University of Minnesota researchers clear major hurdle in road to high-efficiency solar cells
Contacts: Preston Smith, University News Service, smith@umn.edu, 612-625-0552
MINNEAPOLIS / ST. PAUL (06/17/2010) —A team of University of Minnesota-led researchers has cleared a major hurdle in the drive to build solar cells with potential efficiencies up to twice as high as current levels, which rarely exceed 30 percent.
By showing how energy that is now being lost from semiconductors in solar cells can be captured and transferred to electric circuits, the team has opened a new avenue for solar cell researchers seeking to build cheaper, more efficient solar energy devices.

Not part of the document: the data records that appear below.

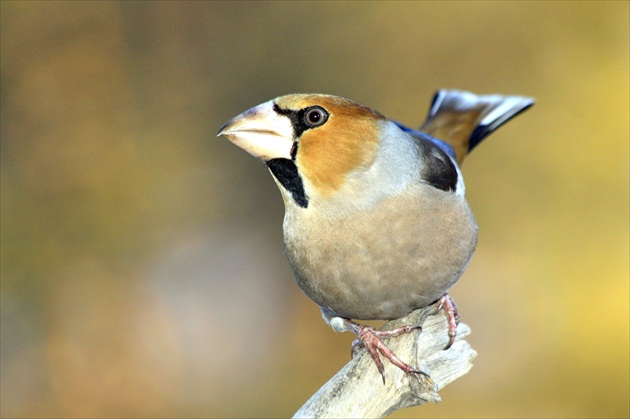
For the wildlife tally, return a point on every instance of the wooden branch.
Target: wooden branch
(357, 390)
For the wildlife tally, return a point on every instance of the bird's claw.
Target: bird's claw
(372, 340)
(452, 317)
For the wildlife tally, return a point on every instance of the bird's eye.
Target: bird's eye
(315, 116)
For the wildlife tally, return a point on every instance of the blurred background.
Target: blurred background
(143, 272)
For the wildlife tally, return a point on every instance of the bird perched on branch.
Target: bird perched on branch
(376, 221)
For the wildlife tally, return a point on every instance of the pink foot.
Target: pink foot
(452, 317)
(372, 340)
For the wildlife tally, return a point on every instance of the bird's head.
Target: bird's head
(313, 144)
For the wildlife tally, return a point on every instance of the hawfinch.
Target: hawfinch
(376, 221)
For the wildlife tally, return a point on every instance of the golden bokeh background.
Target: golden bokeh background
(142, 264)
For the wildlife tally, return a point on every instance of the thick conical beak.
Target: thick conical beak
(262, 132)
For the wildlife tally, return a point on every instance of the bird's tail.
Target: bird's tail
(463, 119)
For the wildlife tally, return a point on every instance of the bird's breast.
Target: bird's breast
(401, 255)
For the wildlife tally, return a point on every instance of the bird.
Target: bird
(376, 221)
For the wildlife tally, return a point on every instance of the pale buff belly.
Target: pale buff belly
(384, 264)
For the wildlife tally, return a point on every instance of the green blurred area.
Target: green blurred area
(142, 265)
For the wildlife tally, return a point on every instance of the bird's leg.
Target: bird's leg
(372, 340)
(452, 317)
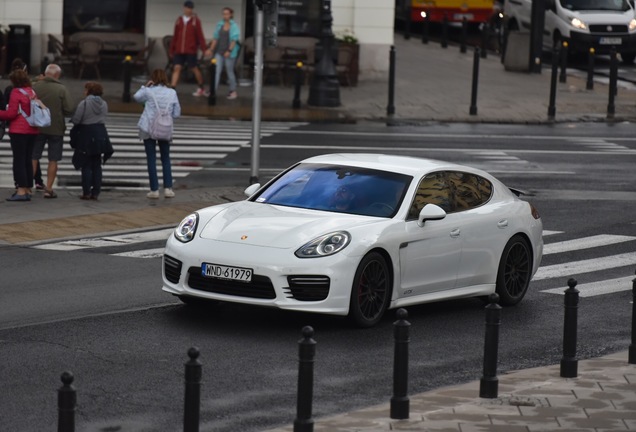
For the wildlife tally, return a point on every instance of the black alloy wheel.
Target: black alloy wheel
(371, 291)
(515, 271)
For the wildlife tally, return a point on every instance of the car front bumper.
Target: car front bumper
(280, 279)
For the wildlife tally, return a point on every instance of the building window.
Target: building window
(106, 16)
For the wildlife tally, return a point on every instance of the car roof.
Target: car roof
(413, 166)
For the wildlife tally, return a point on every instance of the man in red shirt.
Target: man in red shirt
(187, 39)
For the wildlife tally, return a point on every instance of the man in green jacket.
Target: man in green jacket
(58, 99)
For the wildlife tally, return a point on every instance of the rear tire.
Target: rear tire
(371, 291)
(515, 271)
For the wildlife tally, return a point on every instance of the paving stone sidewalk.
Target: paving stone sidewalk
(601, 398)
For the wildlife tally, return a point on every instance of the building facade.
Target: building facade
(369, 21)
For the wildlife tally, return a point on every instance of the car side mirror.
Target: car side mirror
(430, 212)
(251, 189)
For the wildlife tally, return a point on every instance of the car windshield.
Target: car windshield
(338, 188)
(613, 5)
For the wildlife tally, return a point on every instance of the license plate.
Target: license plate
(226, 272)
(610, 41)
(460, 17)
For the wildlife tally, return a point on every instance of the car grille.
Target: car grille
(308, 288)
(172, 268)
(605, 28)
(260, 286)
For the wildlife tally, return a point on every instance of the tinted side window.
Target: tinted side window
(469, 190)
(433, 189)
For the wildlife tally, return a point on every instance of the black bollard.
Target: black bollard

The work is published in this week's Science.
A system built on the research could also slash the cost of manufacturing solar cells by removing the need to process them at very high temperatures.
The achievement crowns six years of work begun at the university Institute of Technology (College of Science and Engineering) chemical engineering and materials science professors Eray Aydil and David Norris and chemistry professor Xiaoyang Zhu (now at the university of Texas-Austin) and spearheaded by U of M graduate student William Tisdale.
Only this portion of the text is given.